With the accusations and counter-accusations still flowing, the tension approaches a level of intensity unknown since the height of the Cold War. There is even talk of the England manager Andy Flower and his counterpart Darren Lehmann planning a crisis summit, presumably modelled on the SALT negotiations, to discuss some non-proliferation “sledging ground rules”.

Allow me to propose just one for their consideration. The stump microphones must be live at all times. If the Aussie opening batsman and chief thug David Warner informs Graeme Swann, “I’m gonna cut out yer liver, put it in the blender, garnish it with one of yer retinae, and force feed it to you via a funnel”, I want to hear it. If Kevin Pietersen ratchets up hostilities by pledging to sharpen the end of his bat for use as a makeshift axe with which to castrate the aptly simian banana-addict Peter Siddle, ditto.

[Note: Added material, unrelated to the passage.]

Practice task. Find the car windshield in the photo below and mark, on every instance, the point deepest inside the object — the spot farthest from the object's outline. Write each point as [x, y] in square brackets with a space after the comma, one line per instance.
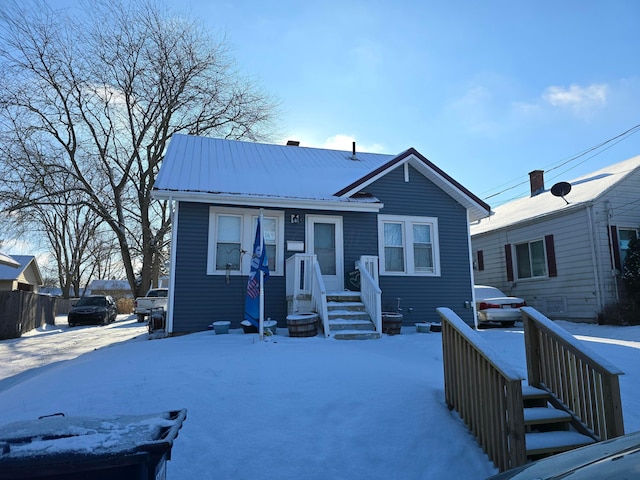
[92, 302]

Should Anglo-Australian relations deteriorate until a Test can be distinguished from a game of ice hockey only by the lack of ice and Michelin Man protective clothing, so much the better. Not since the early 1970s era of Dennis Lillee has the prospect of serious physical violence injected such a powerful shot of adrenaline into the bloodstream of the Ashes.

But even if things calm down and the need for a fully equipped field hospital on the square leg boundary abates, there must be no return to the kindergarten sledging. For too long the limp wisecracks were lionised by those who come over all Kriss Akabusi at the drop of a sensationally unfunny quip, and for this I blame the Victorian who inadvertently started the nonsense. If that anonymous bowler had set the tone by telling WG Grace “If thou fails to get thy f——— self out of here within the next 10 seconds, good doctor, I vouchsafe to ignite this Lucifer and set fire to thy f——— beard”, he might have spared us a deal of misery.